The Blood of the Poet
Few poets of this century have so mapped the agonies and ecstasies of religious devotion as William Everson. Everson, who published under the name of “Brother Antoninus” when he was a lay brother in the Dominican order, wrote a psychologically confessional poetry focusing upon his self-doubts, his “dark nights of the soul,” his difficulties in reconciling his erotic and literary proclivities with his Catholicism.
THE BLOOD OF THE POET was published at almost exactly the same time that the elderly poet died at his Santa Cruz home in the spring of 1994. It is a thoughtfully compiled collection that offers an eloquent testimony to the complexity of the poet’s thinking. The earliest poems here are reflections on the human evil unleased during wartime. (Everson was a conscientious objector during World War II.) The later poems are pantheistic celebrations of eroticism and Nature.

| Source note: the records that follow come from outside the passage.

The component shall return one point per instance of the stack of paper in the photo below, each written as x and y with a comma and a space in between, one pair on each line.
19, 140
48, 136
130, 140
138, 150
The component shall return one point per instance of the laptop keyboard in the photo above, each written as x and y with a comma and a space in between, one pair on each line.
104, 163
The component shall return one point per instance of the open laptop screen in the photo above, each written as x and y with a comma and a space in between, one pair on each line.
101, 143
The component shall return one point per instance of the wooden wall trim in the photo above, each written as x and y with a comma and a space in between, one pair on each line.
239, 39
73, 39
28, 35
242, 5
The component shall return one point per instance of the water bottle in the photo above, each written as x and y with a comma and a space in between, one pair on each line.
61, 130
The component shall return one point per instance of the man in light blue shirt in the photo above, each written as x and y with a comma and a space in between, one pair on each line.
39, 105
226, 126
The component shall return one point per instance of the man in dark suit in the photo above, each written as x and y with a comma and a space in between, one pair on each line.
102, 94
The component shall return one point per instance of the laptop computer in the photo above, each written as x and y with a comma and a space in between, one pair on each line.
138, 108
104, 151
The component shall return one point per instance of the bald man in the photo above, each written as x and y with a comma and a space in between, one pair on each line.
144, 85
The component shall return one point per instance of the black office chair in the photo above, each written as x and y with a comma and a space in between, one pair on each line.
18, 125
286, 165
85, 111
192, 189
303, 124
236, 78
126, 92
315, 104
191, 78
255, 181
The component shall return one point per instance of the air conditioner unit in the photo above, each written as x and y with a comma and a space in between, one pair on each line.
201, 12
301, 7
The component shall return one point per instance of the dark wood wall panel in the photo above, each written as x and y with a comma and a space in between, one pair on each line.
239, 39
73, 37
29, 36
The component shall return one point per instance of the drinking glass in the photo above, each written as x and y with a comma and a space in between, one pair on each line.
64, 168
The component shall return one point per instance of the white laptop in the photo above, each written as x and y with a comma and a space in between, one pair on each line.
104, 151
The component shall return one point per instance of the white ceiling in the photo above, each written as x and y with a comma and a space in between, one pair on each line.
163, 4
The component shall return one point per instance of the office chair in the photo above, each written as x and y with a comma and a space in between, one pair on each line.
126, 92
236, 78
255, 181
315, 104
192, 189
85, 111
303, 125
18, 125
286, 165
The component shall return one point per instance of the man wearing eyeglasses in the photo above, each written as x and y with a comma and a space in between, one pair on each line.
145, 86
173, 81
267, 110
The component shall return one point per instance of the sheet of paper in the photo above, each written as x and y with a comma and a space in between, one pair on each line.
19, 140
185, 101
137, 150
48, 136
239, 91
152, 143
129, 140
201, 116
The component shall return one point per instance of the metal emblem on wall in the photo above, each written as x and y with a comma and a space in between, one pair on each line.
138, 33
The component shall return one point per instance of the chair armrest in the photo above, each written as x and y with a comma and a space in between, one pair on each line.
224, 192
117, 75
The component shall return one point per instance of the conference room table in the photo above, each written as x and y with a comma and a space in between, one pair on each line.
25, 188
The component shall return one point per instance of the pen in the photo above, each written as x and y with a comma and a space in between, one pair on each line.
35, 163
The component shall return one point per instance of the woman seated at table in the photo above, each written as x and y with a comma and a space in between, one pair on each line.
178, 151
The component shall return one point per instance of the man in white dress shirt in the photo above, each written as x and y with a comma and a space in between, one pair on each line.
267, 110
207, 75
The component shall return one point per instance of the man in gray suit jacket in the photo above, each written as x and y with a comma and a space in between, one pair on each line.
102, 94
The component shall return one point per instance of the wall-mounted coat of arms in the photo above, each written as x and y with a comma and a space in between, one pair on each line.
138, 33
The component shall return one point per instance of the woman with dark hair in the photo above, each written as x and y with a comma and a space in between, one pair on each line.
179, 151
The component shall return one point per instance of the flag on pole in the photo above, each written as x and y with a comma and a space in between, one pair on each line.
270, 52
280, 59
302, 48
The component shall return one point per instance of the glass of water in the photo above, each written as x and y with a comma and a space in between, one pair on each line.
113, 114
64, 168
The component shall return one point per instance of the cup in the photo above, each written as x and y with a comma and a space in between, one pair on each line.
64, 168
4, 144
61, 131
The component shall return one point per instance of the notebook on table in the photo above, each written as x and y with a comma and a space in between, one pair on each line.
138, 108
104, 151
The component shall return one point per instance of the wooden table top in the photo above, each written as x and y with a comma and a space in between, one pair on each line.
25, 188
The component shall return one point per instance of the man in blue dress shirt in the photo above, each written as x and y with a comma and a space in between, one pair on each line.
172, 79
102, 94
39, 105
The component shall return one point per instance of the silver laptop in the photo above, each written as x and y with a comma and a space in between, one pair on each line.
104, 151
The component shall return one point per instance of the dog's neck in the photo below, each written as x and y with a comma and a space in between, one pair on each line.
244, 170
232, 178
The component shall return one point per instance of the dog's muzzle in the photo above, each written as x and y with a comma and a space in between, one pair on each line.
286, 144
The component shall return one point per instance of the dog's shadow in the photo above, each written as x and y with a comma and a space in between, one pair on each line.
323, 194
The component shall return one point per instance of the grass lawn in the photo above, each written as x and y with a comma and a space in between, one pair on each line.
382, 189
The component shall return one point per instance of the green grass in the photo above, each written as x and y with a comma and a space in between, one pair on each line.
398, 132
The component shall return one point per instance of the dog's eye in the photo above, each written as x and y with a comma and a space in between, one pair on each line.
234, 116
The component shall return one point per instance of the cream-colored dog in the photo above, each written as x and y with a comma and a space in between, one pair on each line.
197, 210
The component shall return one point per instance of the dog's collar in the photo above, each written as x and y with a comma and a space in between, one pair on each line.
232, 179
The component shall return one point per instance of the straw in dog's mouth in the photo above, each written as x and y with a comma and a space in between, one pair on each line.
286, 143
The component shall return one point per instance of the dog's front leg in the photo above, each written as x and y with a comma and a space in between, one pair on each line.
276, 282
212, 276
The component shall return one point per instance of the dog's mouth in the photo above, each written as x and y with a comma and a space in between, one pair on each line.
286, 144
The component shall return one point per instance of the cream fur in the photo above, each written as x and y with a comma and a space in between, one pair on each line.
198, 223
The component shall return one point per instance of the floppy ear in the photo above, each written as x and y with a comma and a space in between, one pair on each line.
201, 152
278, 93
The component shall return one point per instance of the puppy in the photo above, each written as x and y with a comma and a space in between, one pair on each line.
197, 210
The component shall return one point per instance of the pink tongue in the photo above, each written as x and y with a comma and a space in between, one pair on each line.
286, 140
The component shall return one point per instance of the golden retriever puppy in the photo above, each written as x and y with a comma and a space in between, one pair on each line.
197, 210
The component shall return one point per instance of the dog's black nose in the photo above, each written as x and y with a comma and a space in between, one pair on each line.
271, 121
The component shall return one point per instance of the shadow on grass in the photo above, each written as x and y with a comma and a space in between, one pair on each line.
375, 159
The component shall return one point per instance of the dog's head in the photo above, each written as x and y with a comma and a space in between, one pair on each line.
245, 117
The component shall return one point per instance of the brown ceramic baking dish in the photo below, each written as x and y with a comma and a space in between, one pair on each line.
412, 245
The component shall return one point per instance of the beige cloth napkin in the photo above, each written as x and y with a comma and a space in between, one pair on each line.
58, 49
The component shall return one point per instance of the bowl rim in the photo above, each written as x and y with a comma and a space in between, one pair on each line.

Everson’s eye for the divinely inspired wonders of Nature makes a poem like “A Canticle to the Waterbirds” a stirring celebration of the speed, color, and personalities of those creatures. His appreciation of the natural world extends even to such topics as drought, lyrically addressed in “Spikehorn.” Even readers with little interest in religious poetry will find their senses refreshed by Everson’s vivid imagery.
At the heart of this book the reader will find concisely crafted interior monologues about one man’s wrestling match with God, a dueling which led him to various identities both within and without the Catholic church over the years. The clarity with which these poems sincerely reflect those struggles of faith makes these poems useful reading to anyone confronting the inner voice of the skeptic.